In spite of many loan modifications
that have been granted to many homeowners, most of them still end up facing a
foreclosure. What then can be attributed to the failure of loan modification to
solve impending foreclosure?
Here are a couple of factors that
work behind why loan modification does not work in the long run:
The Economy is Weak. The economy is
just too weak that even if the government has set that loan modification
payment not to go beyond 31% of a family’s income in its HAMP program, it is
still not enough. The main culprit here is the lack of income to pay these
mortgage payments.
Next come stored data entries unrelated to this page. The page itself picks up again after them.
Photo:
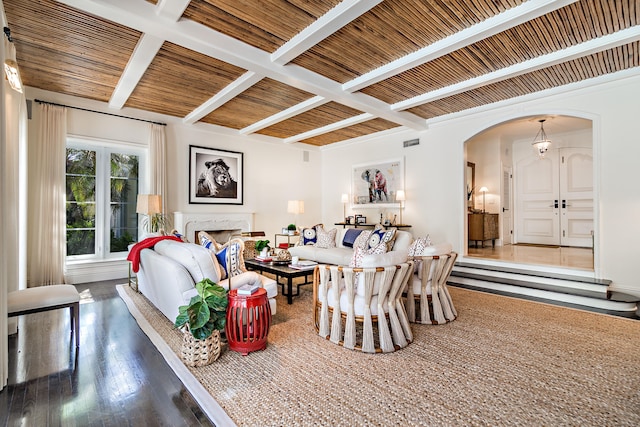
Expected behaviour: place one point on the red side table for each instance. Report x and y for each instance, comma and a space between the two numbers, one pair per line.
248, 321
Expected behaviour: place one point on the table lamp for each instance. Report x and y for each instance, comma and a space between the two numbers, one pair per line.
483, 190
345, 200
400, 197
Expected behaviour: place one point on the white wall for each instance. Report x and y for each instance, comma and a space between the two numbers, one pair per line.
274, 172
434, 169
434, 183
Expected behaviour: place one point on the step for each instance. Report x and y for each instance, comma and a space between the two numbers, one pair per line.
578, 290
524, 278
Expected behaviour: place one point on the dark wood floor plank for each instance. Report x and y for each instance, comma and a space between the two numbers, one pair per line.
117, 377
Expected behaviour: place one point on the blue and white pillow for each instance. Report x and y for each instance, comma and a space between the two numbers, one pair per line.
309, 236
380, 235
207, 241
350, 237
229, 256
231, 259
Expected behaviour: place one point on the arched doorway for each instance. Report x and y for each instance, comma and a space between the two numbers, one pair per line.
513, 210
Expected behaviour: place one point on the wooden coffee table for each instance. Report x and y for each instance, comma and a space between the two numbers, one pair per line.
282, 270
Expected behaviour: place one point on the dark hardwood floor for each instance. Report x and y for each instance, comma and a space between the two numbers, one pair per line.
117, 378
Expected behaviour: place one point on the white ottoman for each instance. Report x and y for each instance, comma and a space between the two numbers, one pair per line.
45, 298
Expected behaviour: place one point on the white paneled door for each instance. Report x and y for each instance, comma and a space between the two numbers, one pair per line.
555, 198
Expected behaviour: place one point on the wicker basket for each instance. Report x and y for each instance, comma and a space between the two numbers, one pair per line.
195, 352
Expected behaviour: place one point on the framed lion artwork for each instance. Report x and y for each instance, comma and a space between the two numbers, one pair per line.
215, 176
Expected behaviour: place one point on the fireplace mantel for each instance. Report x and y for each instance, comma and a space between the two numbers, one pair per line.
190, 223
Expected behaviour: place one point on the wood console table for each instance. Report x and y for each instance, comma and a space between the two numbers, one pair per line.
345, 225
483, 226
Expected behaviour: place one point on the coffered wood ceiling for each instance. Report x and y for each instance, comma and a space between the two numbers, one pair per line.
318, 72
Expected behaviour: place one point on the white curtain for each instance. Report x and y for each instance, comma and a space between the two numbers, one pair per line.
13, 145
158, 162
46, 231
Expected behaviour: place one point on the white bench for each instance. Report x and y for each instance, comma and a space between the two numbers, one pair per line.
45, 298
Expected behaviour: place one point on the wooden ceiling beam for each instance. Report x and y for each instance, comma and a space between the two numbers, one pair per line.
199, 38
243, 83
295, 110
489, 27
330, 128
583, 49
323, 27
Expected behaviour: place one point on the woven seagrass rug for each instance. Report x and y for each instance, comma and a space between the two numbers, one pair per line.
504, 361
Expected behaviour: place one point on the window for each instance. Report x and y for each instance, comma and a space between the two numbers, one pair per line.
102, 187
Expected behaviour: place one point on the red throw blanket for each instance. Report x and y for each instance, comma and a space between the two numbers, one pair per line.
134, 253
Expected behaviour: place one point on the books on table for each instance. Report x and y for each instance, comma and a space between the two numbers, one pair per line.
248, 289
303, 265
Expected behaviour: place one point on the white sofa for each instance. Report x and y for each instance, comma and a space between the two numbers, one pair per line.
342, 254
168, 274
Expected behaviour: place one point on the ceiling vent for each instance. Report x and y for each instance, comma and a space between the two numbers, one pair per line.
411, 143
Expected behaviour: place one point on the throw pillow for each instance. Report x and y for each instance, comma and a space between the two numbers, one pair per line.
326, 239
362, 239
417, 246
231, 260
416, 249
381, 235
207, 241
359, 254
309, 235
175, 232
350, 237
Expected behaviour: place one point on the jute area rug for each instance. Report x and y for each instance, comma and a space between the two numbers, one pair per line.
504, 361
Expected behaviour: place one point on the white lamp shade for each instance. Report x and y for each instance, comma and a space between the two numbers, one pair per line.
295, 206
149, 204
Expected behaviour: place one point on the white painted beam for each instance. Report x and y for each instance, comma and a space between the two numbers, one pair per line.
172, 9
327, 24
330, 128
241, 84
494, 25
144, 52
294, 110
140, 16
583, 49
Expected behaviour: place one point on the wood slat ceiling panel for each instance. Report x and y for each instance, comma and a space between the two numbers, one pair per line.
361, 129
262, 100
266, 24
80, 55
601, 63
576, 23
323, 115
179, 80
391, 30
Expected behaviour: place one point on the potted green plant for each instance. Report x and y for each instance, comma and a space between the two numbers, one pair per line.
201, 322
262, 246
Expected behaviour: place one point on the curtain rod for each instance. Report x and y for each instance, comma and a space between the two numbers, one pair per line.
99, 112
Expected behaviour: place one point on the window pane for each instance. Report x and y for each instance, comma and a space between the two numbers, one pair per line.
81, 162
81, 215
123, 224
81, 197
81, 242
81, 188
124, 165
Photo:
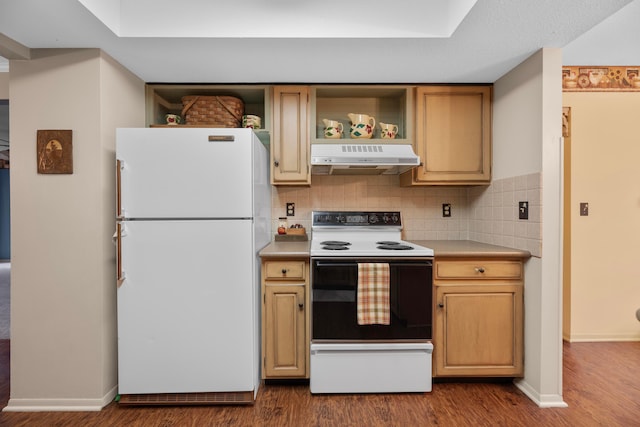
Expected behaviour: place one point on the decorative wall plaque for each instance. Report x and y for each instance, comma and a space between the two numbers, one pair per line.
54, 151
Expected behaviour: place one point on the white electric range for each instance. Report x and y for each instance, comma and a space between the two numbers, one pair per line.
346, 355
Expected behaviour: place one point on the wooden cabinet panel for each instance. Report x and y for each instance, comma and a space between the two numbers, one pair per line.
285, 339
478, 269
479, 331
285, 318
291, 134
453, 136
285, 270
479, 324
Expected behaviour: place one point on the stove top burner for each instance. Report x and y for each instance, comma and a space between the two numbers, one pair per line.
335, 243
395, 247
335, 247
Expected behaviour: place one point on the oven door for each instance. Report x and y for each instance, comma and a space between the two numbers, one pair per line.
334, 285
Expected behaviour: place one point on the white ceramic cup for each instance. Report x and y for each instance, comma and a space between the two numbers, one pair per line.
251, 121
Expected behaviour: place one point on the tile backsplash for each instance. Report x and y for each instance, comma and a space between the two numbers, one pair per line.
493, 213
485, 214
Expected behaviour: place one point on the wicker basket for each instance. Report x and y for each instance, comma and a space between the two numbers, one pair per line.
218, 111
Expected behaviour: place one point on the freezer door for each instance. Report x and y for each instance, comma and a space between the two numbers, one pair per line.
186, 172
186, 307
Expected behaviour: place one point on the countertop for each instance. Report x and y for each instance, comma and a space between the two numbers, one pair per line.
442, 248
285, 249
470, 248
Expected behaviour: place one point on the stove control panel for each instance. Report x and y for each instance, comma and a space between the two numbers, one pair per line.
355, 219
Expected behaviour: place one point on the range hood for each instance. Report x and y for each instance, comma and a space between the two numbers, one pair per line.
362, 159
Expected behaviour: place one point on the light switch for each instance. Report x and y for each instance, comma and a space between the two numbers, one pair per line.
584, 209
523, 210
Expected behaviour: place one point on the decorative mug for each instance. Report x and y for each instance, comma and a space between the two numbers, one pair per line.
172, 119
361, 125
251, 121
333, 129
388, 130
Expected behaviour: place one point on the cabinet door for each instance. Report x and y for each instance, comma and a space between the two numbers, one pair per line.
290, 143
453, 135
285, 347
479, 330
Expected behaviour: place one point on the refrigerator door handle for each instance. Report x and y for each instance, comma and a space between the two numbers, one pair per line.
119, 168
120, 232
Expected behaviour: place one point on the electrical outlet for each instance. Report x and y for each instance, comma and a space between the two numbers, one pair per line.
523, 210
584, 209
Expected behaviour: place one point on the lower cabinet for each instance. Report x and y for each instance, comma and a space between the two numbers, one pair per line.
285, 322
478, 318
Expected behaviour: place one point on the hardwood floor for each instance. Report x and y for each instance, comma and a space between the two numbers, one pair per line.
601, 387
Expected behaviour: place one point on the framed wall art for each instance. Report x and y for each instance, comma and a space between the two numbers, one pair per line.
54, 152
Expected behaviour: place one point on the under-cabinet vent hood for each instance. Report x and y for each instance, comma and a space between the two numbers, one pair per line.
362, 159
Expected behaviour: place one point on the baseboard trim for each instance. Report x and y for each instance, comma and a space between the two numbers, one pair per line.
542, 400
60, 405
603, 338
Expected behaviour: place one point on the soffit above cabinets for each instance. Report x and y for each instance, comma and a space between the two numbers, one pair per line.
281, 18
330, 41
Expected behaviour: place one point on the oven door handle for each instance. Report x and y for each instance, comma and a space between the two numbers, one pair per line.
336, 264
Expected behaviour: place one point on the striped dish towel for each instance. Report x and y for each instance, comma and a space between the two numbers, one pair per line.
373, 294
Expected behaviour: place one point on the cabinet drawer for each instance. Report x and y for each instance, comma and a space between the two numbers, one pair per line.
478, 269
284, 270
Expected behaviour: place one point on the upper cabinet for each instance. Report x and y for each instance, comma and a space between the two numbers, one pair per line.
163, 99
290, 163
448, 126
453, 136
382, 104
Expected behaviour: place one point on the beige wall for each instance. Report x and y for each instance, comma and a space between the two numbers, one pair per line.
527, 129
4, 85
605, 172
63, 338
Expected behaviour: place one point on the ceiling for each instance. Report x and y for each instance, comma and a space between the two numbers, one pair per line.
333, 41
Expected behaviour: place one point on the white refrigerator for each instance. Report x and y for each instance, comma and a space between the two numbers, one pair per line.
193, 210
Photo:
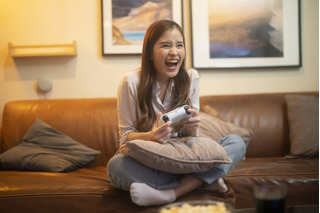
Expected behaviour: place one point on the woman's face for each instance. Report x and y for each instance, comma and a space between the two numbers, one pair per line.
168, 54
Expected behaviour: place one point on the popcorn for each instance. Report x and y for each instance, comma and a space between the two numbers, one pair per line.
187, 208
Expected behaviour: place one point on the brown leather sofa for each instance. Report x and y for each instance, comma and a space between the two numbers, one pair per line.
93, 122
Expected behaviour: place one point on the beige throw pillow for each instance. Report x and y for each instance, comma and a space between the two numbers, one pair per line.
303, 116
178, 156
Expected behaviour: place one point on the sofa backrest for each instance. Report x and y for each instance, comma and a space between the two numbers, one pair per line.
265, 114
93, 122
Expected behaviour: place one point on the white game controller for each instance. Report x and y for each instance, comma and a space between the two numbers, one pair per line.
175, 115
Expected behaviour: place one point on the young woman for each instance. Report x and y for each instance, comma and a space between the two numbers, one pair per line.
161, 85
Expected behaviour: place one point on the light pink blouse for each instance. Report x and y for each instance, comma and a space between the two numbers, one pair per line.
128, 108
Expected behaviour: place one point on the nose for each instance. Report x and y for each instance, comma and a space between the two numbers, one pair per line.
173, 51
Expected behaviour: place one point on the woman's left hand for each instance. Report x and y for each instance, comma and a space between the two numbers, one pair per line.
192, 124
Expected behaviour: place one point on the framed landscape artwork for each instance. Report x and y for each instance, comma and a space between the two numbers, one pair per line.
245, 34
124, 22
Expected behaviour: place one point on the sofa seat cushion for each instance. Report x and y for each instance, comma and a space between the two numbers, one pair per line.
300, 176
84, 190
81, 181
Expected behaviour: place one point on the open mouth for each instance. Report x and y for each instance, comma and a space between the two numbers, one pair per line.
172, 63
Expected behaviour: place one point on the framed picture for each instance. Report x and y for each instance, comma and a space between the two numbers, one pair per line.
125, 22
245, 34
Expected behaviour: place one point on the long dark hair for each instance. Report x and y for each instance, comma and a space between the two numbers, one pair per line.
181, 90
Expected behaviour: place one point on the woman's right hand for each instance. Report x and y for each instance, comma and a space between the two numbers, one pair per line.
162, 133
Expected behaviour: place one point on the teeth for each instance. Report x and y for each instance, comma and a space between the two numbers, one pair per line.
172, 61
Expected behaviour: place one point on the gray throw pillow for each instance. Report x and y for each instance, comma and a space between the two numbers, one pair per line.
303, 116
45, 149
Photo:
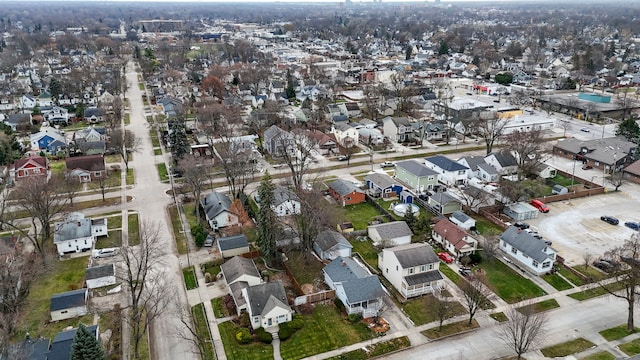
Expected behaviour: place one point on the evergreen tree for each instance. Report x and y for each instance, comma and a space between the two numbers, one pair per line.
85, 346
268, 226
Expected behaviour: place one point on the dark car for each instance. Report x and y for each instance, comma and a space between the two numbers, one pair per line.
610, 219
632, 225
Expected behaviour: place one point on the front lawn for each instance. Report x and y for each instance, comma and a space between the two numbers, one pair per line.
617, 332
508, 284
422, 310
360, 215
557, 282
323, 331
567, 348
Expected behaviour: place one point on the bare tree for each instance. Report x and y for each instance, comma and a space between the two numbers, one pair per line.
627, 275
490, 128
475, 294
524, 329
146, 282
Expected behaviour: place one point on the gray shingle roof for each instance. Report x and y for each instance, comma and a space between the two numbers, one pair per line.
392, 230
344, 187
416, 254
416, 168
526, 243
237, 266
68, 299
232, 242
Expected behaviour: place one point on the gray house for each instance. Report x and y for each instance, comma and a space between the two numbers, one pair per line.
359, 291
416, 176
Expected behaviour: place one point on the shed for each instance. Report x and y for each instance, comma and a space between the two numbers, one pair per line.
521, 211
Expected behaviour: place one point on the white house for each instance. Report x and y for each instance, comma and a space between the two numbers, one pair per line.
77, 233
450, 172
526, 250
267, 304
412, 269
390, 234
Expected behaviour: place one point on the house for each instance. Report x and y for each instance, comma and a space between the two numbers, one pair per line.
346, 135
277, 141
390, 234
48, 139
60, 347
382, 185
503, 161
77, 233
449, 172
31, 167
346, 193
217, 211
397, 129
86, 168
462, 220
416, 176
239, 274
412, 269
267, 304
360, 291
330, 244
99, 276
231, 246
68, 305
444, 203
285, 202
453, 239
526, 250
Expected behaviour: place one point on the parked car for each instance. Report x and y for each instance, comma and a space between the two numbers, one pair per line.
632, 225
540, 205
445, 257
610, 219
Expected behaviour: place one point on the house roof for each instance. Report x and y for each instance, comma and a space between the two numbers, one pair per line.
89, 163
392, 230
263, 298
329, 238
233, 242
282, 194
344, 187
415, 168
238, 266
382, 181
98, 272
445, 163
215, 203
422, 278
68, 299
414, 254
526, 243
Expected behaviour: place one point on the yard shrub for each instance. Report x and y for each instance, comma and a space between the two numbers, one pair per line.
263, 336
243, 336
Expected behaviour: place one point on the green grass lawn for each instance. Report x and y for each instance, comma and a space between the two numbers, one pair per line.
235, 351
422, 310
567, 348
134, 228
202, 329
631, 348
366, 250
60, 276
190, 280
360, 215
617, 332
557, 282
449, 329
323, 331
508, 284
576, 280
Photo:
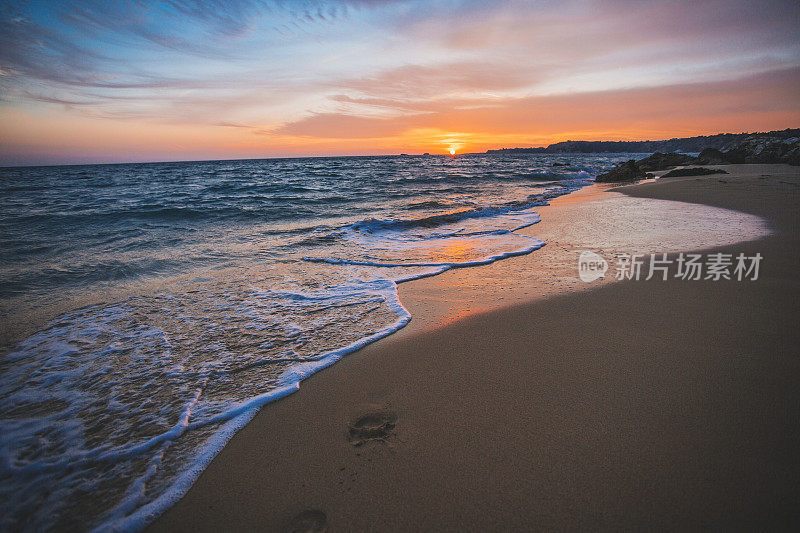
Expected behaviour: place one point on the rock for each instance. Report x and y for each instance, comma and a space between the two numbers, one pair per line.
627, 171
792, 155
694, 171
659, 161
711, 156
757, 149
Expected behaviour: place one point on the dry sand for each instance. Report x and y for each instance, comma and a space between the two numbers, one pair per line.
637, 404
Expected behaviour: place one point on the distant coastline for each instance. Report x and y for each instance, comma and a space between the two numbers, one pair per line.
721, 141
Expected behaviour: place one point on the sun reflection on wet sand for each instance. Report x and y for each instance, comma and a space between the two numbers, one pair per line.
594, 218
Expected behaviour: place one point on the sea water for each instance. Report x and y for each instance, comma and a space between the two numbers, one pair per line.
181, 297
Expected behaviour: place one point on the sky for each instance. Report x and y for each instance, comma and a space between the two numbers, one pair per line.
133, 80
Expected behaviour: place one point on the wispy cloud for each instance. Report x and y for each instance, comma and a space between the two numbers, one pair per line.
282, 71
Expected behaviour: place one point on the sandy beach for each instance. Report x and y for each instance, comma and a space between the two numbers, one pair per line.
547, 405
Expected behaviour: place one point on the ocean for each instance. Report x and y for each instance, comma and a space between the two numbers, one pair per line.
162, 304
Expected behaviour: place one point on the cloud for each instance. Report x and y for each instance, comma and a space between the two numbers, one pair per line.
727, 105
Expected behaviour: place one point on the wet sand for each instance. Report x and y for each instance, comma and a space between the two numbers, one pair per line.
628, 405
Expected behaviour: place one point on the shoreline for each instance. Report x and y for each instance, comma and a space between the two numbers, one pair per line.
231, 473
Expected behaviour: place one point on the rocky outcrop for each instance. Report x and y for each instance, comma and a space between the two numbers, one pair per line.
659, 161
694, 171
627, 171
711, 156
755, 149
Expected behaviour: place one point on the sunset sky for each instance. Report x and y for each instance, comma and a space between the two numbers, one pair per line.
117, 81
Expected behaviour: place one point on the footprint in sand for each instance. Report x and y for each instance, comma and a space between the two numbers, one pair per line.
309, 521
377, 425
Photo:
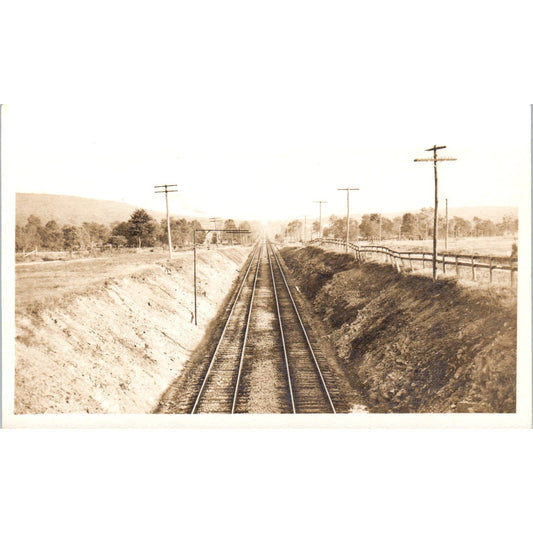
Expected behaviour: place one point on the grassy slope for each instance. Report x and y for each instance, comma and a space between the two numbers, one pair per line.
410, 345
No matter how intelligently crafted the loan modification is
to accommodate the financial challenges of a household, this will still not
work in the long run since there is basically income where to get payments for
the modification.
Discernment Issue. When do home
owners have to decide that it is best to leave his home and walk away? Most
home owners now, as compared with their counterparts in the previous
generation, do not want to leave their house even with the inevitability of a
foreclosure. The HAMP’s program in modifying mortgage loan has the tendency to
make the loan amount higher than what the house price worth. If this is the
case, homeowner should just walk away and settle for something which can
benefit him.
Loan modification may be a popular
term nowadays and a solution many homeowners want to use to get them out of distress
of facing foreclosure. Still, the question is does it work permanently.